Doing the 'Right Thing'
Sue, an operations manager, wrote: "I have an employee (direct report) who is on a final written warning for performance, and she's not cutting it. I meet with her weekly to coach her to succeed, and her performance is still not meeting standards. I'm troubled by the fact that I have known her for a long time, and am practically her friend (frankly, I am her friend). Any suggestions on how I should move forward"?
The HRmeister: "Sue, your situation is not all that uncommon. If you have been clear with her as to what's expected performance-wise, fairly and consistently used your company's disciplinary procedures, given her sufficient time to improve, and met with her regularly (particularly while she is on her final written warning), coaching her to succeed, then it appears you have done all that you can do - the rest is up to her.
My experience with these cases is interesting.
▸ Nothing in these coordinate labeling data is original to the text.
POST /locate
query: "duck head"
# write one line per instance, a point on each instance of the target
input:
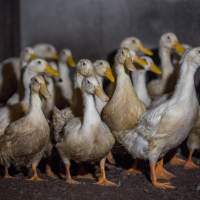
(170, 42)
(66, 57)
(91, 86)
(127, 58)
(150, 65)
(28, 54)
(85, 67)
(38, 85)
(134, 44)
(103, 69)
(41, 66)
(46, 51)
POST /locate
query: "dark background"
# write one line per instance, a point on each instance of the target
(92, 28)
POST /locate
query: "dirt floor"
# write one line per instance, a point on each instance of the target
(130, 187)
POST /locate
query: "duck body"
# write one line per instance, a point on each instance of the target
(88, 141)
(26, 139)
(166, 126)
(193, 141)
(124, 108)
(139, 82)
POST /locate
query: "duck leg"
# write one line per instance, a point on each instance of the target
(110, 158)
(176, 161)
(134, 169)
(162, 173)
(154, 180)
(49, 171)
(69, 179)
(189, 163)
(102, 179)
(35, 176)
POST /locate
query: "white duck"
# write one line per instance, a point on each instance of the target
(165, 127)
(10, 113)
(168, 43)
(91, 139)
(139, 80)
(65, 86)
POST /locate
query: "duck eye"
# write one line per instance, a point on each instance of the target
(168, 37)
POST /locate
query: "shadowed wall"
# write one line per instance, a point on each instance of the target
(92, 28)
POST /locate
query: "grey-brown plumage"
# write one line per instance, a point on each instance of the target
(90, 139)
(26, 139)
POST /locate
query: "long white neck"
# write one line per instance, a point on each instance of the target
(66, 84)
(166, 64)
(139, 82)
(185, 89)
(91, 116)
(27, 76)
(98, 102)
(35, 106)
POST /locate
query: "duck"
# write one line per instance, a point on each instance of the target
(64, 87)
(9, 113)
(10, 71)
(165, 84)
(46, 51)
(102, 69)
(89, 139)
(135, 44)
(139, 80)
(193, 144)
(166, 126)
(25, 139)
(124, 108)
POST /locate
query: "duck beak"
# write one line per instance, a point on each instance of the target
(155, 69)
(55, 57)
(145, 50)
(51, 71)
(44, 91)
(109, 75)
(71, 62)
(101, 94)
(178, 47)
(140, 61)
(33, 56)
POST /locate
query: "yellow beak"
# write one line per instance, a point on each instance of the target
(71, 62)
(101, 94)
(145, 50)
(178, 47)
(51, 71)
(155, 69)
(140, 61)
(109, 75)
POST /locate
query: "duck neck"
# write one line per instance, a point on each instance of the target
(91, 116)
(166, 64)
(139, 82)
(65, 85)
(185, 89)
(28, 74)
(35, 105)
(98, 102)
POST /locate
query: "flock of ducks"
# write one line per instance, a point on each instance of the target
(49, 101)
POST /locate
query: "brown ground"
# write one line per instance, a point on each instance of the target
(130, 187)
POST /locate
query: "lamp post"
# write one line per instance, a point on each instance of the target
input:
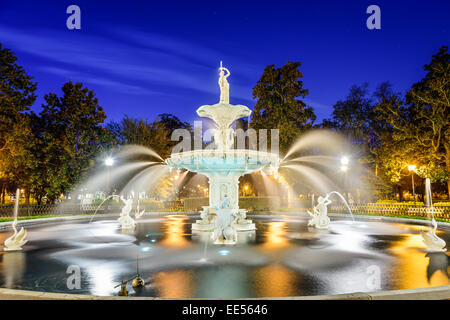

Sometimes, when the situation calls for you to move to termination, the employee may actually surprise you, and instead of asking how you could do this to her, will thank you for doing what they themselves believe needs to be done (be terminated). There could by many reasons why the employee is not performing satisfactorily. The bright side of a termination is that it may give the employee the 'push' they need to find another position more suitable to their skills and interests, or simply some much-needed time off to take care of a pressing personal issue.
Even if it does not turn out this way with your employee, at the end of the day, you can take comfort in knowing that you have done the 'right thing' for you, your employee, and your organization.